I turned out to be a variation of that guy. I don't know how it happened, but I grew up to be the gross professor who brownbags a leftover container of cabbage soup, which I heat up at 11:00 a.m., just before other people are ready to smell hot food. My colleagues, mature midlife scholars, are too tactful to make outright gagging noises, but they sure don't come knockin' when that Borscht starts a-rockin'.
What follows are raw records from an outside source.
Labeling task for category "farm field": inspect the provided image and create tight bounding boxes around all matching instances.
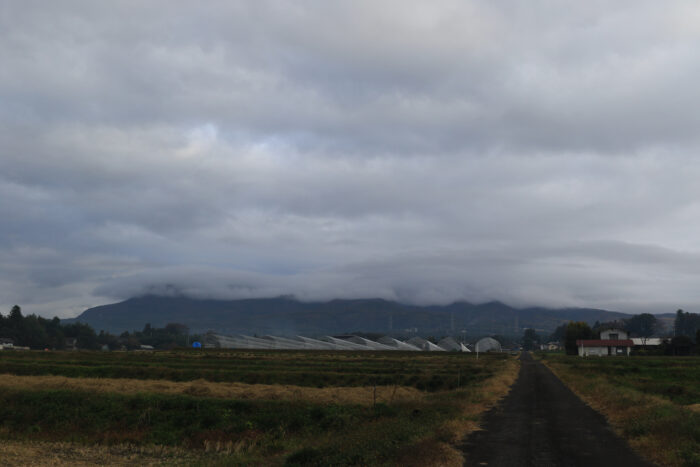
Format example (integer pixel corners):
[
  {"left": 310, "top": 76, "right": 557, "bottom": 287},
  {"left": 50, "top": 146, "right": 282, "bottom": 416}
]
[
  {"left": 0, "top": 350, "right": 518, "bottom": 465},
  {"left": 540, "top": 354, "right": 700, "bottom": 466}
]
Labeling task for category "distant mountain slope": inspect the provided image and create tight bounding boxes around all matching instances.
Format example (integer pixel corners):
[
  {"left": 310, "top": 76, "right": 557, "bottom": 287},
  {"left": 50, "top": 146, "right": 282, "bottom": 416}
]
[{"left": 64, "top": 296, "right": 629, "bottom": 336}]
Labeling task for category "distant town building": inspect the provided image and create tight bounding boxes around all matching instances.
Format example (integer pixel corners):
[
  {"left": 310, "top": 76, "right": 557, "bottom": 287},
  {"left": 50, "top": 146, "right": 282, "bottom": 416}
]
[{"left": 576, "top": 328, "right": 634, "bottom": 357}]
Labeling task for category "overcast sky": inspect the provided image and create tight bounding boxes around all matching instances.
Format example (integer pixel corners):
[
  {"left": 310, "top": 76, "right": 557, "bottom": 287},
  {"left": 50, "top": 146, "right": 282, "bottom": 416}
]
[{"left": 0, "top": 0, "right": 700, "bottom": 317}]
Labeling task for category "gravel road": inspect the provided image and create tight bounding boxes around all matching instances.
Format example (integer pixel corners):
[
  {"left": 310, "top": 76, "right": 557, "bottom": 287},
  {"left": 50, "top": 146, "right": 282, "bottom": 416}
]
[{"left": 462, "top": 352, "right": 653, "bottom": 467}]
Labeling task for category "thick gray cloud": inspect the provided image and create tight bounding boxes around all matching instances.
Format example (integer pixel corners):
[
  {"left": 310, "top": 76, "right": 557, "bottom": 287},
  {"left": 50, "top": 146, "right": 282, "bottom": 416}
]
[{"left": 0, "top": 0, "right": 700, "bottom": 316}]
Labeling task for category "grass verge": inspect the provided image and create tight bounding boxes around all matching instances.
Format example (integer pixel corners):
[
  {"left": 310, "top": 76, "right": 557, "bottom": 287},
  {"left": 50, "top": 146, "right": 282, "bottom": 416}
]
[{"left": 542, "top": 356, "right": 700, "bottom": 467}]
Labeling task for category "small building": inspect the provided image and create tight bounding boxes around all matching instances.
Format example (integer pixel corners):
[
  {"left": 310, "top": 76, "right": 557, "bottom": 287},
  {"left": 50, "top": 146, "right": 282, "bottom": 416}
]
[
  {"left": 474, "top": 337, "right": 501, "bottom": 353},
  {"left": 576, "top": 328, "right": 634, "bottom": 357},
  {"left": 0, "top": 337, "right": 15, "bottom": 350},
  {"left": 540, "top": 341, "right": 561, "bottom": 350}
]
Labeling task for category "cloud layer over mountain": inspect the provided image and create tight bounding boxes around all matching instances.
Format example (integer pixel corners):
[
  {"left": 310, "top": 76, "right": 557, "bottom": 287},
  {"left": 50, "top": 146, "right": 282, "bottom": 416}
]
[{"left": 0, "top": 0, "right": 700, "bottom": 317}]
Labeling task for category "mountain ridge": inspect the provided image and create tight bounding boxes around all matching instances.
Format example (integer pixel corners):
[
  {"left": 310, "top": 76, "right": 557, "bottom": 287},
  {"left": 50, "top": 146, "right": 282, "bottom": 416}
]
[{"left": 62, "top": 295, "right": 631, "bottom": 336}]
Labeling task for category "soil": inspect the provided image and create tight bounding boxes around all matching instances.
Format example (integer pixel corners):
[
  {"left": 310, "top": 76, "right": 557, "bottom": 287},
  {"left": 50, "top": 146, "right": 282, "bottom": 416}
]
[{"left": 462, "top": 352, "right": 654, "bottom": 467}]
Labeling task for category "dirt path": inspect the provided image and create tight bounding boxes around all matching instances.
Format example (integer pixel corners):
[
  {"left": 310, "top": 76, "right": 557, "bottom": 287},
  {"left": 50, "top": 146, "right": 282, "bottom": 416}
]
[{"left": 462, "top": 353, "right": 653, "bottom": 467}]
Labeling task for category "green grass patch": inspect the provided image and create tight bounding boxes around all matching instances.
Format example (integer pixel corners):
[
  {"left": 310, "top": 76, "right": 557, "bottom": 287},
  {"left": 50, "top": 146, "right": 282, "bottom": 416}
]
[{"left": 540, "top": 354, "right": 700, "bottom": 466}]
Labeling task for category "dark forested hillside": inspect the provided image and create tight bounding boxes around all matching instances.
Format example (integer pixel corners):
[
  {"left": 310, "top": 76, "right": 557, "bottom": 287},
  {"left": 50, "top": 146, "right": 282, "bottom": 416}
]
[{"left": 64, "top": 296, "right": 628, "bottom": 336}]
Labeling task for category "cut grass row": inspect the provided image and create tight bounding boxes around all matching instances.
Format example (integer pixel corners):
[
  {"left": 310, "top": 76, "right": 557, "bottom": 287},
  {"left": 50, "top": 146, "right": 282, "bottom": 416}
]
[
  {"left": 543, "top": 355, "right": 700, "bottom": 466},
  {"left": 0, "top": 356, "right": 517, "bottom": 465},
  {"left": 0, "top": 351, "right": 498, "bottom": 391},
  {"left": 0, "top": 374, "right": 425, "bottom": 405}
]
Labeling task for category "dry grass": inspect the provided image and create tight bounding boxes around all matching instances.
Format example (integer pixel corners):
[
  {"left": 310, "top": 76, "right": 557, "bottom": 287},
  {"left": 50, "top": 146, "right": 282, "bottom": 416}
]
[
  {"left": 399, "top": 358, "right": 520, "bottom": 467},
  {"left": 0, "top": 440, "right": 220, "bottom": 467},
  {"left": 0, "top": 374, "right": 424, "bottom": 405},
  {"left": 542, "top": 360, "right": 700, "bottom": 467}
]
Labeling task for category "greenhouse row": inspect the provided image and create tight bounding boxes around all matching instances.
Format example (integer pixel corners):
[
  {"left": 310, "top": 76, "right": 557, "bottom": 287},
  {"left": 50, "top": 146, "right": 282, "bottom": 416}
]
[{"left": 205, "top": 332, "right": 501, "bottom": 352}]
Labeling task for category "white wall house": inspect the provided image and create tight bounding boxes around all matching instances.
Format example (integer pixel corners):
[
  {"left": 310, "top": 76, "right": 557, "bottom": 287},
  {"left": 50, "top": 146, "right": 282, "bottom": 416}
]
[{"left": 576, "top": 329, "right": 634, "bottom": 357}]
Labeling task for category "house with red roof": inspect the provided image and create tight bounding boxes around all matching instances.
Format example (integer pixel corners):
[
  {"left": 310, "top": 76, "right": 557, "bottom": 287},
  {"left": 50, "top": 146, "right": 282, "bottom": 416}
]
[{"left": 576, "top": 328, "right": 634, "bottom": 357}]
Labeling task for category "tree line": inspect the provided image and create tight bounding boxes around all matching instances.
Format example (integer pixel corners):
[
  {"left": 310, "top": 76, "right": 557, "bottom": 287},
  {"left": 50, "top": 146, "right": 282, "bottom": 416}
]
[
  {"left": 0, "top": 305, "right": 201, "bottom": 350},
  {"left": 521, "top": 310, "right": 700, "bottom": 355}
]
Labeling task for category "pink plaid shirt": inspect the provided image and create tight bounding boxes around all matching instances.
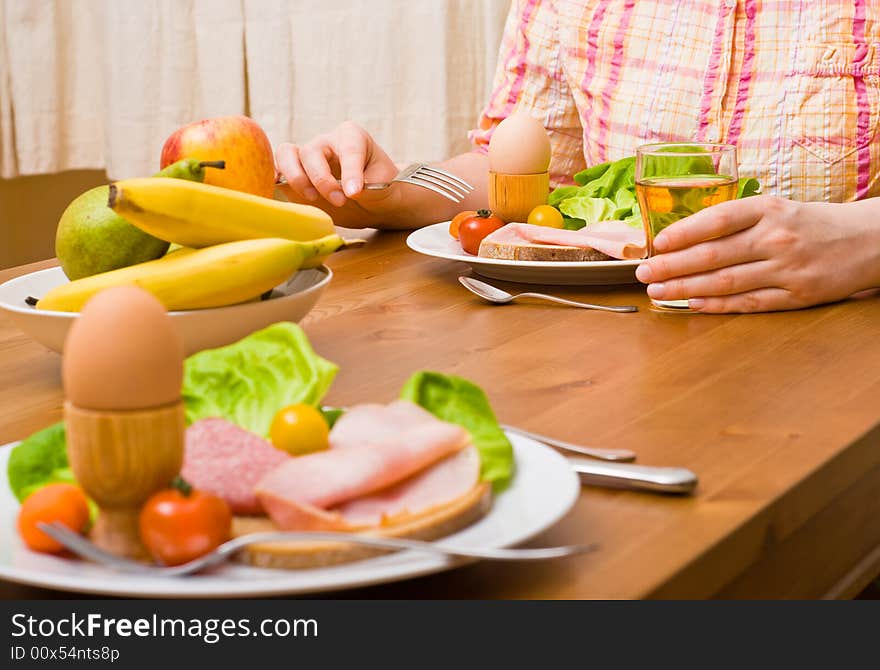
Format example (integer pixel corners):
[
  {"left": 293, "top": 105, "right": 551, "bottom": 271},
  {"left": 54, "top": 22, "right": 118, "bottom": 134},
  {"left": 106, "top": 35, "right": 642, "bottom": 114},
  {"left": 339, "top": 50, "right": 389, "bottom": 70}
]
[{"left": 471, "top": 0, "right": 880, "bottom": 202}]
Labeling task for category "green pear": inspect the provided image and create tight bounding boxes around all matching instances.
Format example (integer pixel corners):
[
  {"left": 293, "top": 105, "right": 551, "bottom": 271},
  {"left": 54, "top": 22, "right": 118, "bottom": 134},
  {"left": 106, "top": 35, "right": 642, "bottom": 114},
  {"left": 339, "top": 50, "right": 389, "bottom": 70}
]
[{"left": 55, "top": 158, "right": 223, "bottom": 280}]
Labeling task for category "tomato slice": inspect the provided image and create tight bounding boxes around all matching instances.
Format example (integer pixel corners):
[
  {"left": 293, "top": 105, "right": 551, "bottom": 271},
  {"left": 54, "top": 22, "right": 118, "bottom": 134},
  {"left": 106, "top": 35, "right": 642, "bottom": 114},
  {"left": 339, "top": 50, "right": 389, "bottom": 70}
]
[
  {"left": 449, "top": 210, "right": 477, "bottom": 239},
  {"left": 458, "top": 209, "right": 505, "bottom": 256}
]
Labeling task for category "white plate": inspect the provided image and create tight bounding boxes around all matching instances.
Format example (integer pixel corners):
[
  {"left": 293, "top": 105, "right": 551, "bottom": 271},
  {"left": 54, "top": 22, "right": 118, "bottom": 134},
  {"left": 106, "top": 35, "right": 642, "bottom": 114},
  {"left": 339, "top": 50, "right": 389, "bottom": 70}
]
[
  {"left": 0, "top": 265, "right": 333, "bottom": 355},
  {"left": 0, "top": 434, "right": 580, "bottom": 598},
  {"left": 406, "top": 221, "right": 642, "bottom": 286}
]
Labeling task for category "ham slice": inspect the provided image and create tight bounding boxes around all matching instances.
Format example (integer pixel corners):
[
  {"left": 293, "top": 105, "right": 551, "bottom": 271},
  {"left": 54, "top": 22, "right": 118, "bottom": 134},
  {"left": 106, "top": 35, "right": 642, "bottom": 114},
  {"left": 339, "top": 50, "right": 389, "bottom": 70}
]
[
  {"left": 335, "top": 446, "right": 480, "bottom": 528},
  {"left": 256, "top": 400, "right": 470, "bottom": 530},
  {"left": 180, "top": 418, "right": 290, "bottom": 514},
  {"left": 481, "top": 221, "right": 647, "bottom": 260}
]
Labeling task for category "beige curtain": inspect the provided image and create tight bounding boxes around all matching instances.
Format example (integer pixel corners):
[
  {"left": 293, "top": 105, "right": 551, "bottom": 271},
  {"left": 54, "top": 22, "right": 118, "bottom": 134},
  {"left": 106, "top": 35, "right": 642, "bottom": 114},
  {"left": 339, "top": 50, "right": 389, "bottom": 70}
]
[{"left": 0, "top": 0, "right": 509, "bottom": 178}]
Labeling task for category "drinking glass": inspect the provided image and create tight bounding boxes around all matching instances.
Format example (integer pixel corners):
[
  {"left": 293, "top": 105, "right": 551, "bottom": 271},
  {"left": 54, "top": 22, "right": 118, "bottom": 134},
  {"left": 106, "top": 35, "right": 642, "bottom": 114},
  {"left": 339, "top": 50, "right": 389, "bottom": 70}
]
[{"left": 635, "top": 143, "right": 739, "bottom": 312}]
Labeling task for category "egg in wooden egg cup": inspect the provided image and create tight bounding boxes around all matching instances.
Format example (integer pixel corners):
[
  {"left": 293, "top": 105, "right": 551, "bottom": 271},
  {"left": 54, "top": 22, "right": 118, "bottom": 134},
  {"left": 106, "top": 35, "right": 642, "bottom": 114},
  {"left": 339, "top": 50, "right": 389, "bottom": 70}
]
[
  {"left": 489, "top": 112, "right": 550, "bottom": 223},
  {"left": 62, "top": 286, "right": 185, "bottom": 559}
]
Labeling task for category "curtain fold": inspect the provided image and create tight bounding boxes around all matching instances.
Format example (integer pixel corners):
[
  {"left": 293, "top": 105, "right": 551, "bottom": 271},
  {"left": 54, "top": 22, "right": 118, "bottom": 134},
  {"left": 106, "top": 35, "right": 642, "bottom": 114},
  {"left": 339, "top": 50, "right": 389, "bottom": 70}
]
[{"left": 0, "top": 0, "right": 509, "bottom": 178}]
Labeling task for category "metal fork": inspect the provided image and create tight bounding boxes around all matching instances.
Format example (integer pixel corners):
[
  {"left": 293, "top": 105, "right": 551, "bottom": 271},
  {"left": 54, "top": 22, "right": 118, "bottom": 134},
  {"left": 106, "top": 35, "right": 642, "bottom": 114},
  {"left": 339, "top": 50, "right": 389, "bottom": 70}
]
[
  {"left": 38, "top": 521, "right": 599, "bottom": 577},
  {"left": 275, "top": 163, "right": 474, "bottom": 203}
]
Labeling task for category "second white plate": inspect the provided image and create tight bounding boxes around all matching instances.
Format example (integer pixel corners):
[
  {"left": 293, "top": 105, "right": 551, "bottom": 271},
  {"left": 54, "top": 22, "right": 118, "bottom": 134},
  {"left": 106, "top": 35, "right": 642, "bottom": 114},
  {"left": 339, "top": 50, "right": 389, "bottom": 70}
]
[{"left": 406, "top": 221, "right": 642, "bottom": 286}]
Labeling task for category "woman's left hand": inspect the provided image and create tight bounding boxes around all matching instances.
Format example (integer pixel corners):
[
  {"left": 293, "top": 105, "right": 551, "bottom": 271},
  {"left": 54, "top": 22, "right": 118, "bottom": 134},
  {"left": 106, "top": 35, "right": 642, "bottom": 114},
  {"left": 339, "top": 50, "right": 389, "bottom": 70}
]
[{"left": 636, "top": 196, "right": 880, "bottom": 313}]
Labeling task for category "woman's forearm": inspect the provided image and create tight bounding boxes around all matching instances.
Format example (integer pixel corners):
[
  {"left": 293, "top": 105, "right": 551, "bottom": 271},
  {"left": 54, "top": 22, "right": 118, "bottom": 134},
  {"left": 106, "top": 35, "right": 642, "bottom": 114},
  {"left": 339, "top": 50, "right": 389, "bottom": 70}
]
[{"left": 377, "top": 152, "right": 489, "bottom": 229}]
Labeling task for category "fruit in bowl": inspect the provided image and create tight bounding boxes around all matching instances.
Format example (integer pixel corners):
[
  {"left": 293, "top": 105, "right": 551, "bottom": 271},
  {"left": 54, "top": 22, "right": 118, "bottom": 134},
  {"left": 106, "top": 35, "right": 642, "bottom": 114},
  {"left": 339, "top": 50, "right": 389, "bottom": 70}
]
[{"left": 55, "top": 159, "right": 223, "bottom": 279}]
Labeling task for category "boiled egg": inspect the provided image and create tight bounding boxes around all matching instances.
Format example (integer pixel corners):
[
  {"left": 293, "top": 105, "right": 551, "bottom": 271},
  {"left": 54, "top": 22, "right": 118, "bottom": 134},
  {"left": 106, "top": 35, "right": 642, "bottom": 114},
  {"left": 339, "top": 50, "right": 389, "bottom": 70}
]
[
  {"left": 489, "top": 112, "right": 550, "bottom": 174},
  {"left": 61, "top": 286, "right": 183, "bottom": 411}
]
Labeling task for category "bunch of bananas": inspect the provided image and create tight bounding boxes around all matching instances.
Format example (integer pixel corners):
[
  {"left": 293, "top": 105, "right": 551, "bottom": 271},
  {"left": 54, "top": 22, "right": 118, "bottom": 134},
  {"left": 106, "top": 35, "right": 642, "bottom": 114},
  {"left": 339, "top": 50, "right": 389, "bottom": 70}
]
[{"left": 37, "top": 177, "right": 346, "bottom": 312}]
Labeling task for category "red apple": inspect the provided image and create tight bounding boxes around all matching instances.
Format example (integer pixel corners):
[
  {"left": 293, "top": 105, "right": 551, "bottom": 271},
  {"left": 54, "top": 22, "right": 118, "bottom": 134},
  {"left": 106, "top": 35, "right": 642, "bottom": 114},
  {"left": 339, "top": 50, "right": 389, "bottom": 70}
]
[{"left": 162, "top": 116, "right": 275, "bottom": 198}]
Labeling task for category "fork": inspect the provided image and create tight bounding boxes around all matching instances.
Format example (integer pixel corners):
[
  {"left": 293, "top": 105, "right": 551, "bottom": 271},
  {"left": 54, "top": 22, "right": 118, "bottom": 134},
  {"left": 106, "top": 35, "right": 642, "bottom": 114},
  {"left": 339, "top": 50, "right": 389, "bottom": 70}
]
[
  {"left": 275, "top": 163, "right": 474, "bottom": 203},
  {"left": 38, "top": 521, "right": 599, "bottom": 577}
]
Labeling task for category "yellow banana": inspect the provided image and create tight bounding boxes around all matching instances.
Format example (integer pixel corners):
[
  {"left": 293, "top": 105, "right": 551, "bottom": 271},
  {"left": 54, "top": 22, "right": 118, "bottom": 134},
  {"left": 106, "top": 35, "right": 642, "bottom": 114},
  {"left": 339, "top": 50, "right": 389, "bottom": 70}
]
[
  {"left": 108, "top": 177, "right": 335, "bottom": 247},
  {"left": 37, "top": 234, "right": 344, "bottom": 312}
]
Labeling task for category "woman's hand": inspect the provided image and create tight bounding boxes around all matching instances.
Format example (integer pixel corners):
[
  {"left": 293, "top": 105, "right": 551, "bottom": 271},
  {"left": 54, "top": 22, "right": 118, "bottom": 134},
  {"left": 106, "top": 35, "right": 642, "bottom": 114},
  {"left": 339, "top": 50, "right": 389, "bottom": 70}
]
[
  {"left": 275, "top": 121, "right": 401, "bottom": 228},
  {"left": 275, "top": 121, "right": 489, "bottom": 228},
  {"left": 636, "top": 196, "right": 880, "bottom": 313}
]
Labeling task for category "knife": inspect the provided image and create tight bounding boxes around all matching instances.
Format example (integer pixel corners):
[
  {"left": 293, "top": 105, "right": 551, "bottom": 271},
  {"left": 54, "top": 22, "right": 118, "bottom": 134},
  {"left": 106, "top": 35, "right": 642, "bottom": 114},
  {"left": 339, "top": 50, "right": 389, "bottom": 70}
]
[{"left": 566, "top": 457, "right": 698, "bottom": 494}]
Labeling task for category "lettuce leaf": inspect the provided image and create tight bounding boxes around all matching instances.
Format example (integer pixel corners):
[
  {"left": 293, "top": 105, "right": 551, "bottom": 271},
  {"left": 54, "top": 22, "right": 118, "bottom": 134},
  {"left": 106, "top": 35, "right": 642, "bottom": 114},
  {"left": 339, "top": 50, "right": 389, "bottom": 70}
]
[
  {"left": 6, "top": 421, "right": 76, "bottom": 502},
  {"left": 736, "top": 177, "right": 761, "bottom": 198},
  {"left": 547, "top": 154, "right": 761, "bottom": 230},
  {"left": 400, "top": 371, "right": 514, "bottom": 491},
  {"left": 183, "top": 322, "right": 338, "bottom": 436}
]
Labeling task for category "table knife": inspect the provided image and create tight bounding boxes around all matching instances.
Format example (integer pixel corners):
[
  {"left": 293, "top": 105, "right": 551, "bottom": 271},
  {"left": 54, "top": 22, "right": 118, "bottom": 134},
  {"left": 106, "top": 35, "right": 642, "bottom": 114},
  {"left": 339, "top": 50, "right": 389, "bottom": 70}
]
[{"left": 567, "top": 457, "right": 697, "bottom": 494}]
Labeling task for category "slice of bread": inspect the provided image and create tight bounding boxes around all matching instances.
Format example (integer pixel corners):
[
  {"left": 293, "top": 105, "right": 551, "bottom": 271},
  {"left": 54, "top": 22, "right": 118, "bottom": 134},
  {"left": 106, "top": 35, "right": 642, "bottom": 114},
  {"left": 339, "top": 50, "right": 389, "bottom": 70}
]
[
  {"left": 232, "top": 482, "right": 492, "bottom": 570},
  {"left": 479, "top": 239, "right": 612, "bottom": 261}
]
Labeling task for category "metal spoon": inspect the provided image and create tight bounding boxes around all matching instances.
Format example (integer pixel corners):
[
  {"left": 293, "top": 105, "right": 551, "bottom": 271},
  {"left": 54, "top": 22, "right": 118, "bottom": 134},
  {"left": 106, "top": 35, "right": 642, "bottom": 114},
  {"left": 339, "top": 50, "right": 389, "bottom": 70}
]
[
  {"left": 38, "top": 521, "right": 599, "bottom": 577},
  {"left": 458, "top": 277, "right": 639, "bottom": 312}
]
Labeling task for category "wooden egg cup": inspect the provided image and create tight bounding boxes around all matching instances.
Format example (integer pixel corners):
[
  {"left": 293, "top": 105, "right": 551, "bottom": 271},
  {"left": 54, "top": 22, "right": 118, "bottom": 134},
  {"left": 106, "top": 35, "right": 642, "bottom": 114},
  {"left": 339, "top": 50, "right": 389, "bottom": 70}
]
[
  {"left": 489, "top": 172, "right": 550, "bottom": 223},
  {"left": 64, "top": 401, "right": 185, "bottom": 559}
]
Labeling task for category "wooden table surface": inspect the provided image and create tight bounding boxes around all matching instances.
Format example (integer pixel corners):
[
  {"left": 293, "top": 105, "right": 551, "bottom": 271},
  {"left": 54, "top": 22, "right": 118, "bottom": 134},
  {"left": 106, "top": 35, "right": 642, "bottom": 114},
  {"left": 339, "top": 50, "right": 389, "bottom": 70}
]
[{"left": 0, "top": 234, "right": 880, "bottom": 598}]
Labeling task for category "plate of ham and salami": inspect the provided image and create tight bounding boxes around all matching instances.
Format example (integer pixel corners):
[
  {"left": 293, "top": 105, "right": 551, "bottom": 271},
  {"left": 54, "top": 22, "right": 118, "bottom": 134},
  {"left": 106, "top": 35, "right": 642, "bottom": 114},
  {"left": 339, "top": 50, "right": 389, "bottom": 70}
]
[
  {"left": 0, "top": 426, "right": 580, "bottom": 598},
  {"left": 406, "top": 221, "right": 645, "bottom": 286}
]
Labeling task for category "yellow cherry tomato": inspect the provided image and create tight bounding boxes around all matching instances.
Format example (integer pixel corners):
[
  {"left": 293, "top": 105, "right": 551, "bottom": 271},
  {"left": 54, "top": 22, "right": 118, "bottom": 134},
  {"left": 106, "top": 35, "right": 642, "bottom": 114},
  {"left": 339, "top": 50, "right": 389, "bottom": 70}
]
[
  {"left": 528, "top": 205, "right": 563, "bottom": 228},
  {"left": 269, "top": 404, "right": 330, "bottom": 456}
]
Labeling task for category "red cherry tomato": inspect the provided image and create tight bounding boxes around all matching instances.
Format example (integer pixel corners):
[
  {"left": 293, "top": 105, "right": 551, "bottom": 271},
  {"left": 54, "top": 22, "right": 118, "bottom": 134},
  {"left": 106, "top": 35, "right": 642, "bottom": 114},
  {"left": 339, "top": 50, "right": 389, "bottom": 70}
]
[
  {"left": 18, "top": 482, "right": 89, "bottom": 554},
  {"left": 458, "top": 209, "right": 504, "bottom": 256},
  {"left": 140, "top": 479, "right": 232, "bottom": 565},
  {"left": 449, "top": 210, "right": 476, "bottom": 239}
]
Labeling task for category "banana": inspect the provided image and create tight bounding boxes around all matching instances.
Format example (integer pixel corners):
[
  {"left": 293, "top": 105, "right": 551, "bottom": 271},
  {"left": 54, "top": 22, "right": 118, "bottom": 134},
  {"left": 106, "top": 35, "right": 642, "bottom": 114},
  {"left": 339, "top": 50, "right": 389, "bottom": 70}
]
[
  {"left": 108, "top": 177, "right": 336, "bottom": 247},
  {"left": 37, "top": 234, "right": 345, "bottom": 312}
]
Don't get me wrong; it's good soup. As an adult I have even sometimes served it to guests as a kind of novelty, though I naturally don't mention the vinegar thing. People do like Borscht. They regularly have seconds. (On a side note, Borscht is mighty useful as a weight-loss staple, given its low-carb cabbage goodness. I encourage my readers to communicate this information to the diet guru Suzanne Somers. Borscht is my gift to her. I give it freely.)

But Borscht is not what you want to tuck into your child's lunch. Trust me. Complications attach to cold Borscht. Back when I was a child, with what was no doubt our limited technology, the chief function of the thermos was to transport liquid, not to retain heat. The Borscht thermos therefore became a time bomb of toxic stink, an odor so scurrilous it could clear a room. I am also willing to consider the possibility that it was only our thermoses, Aaron's and Caleb's and Hannah's and mine, that did not retain heat. My own thermos never matched my diaper bag, so who knows where my mother found it?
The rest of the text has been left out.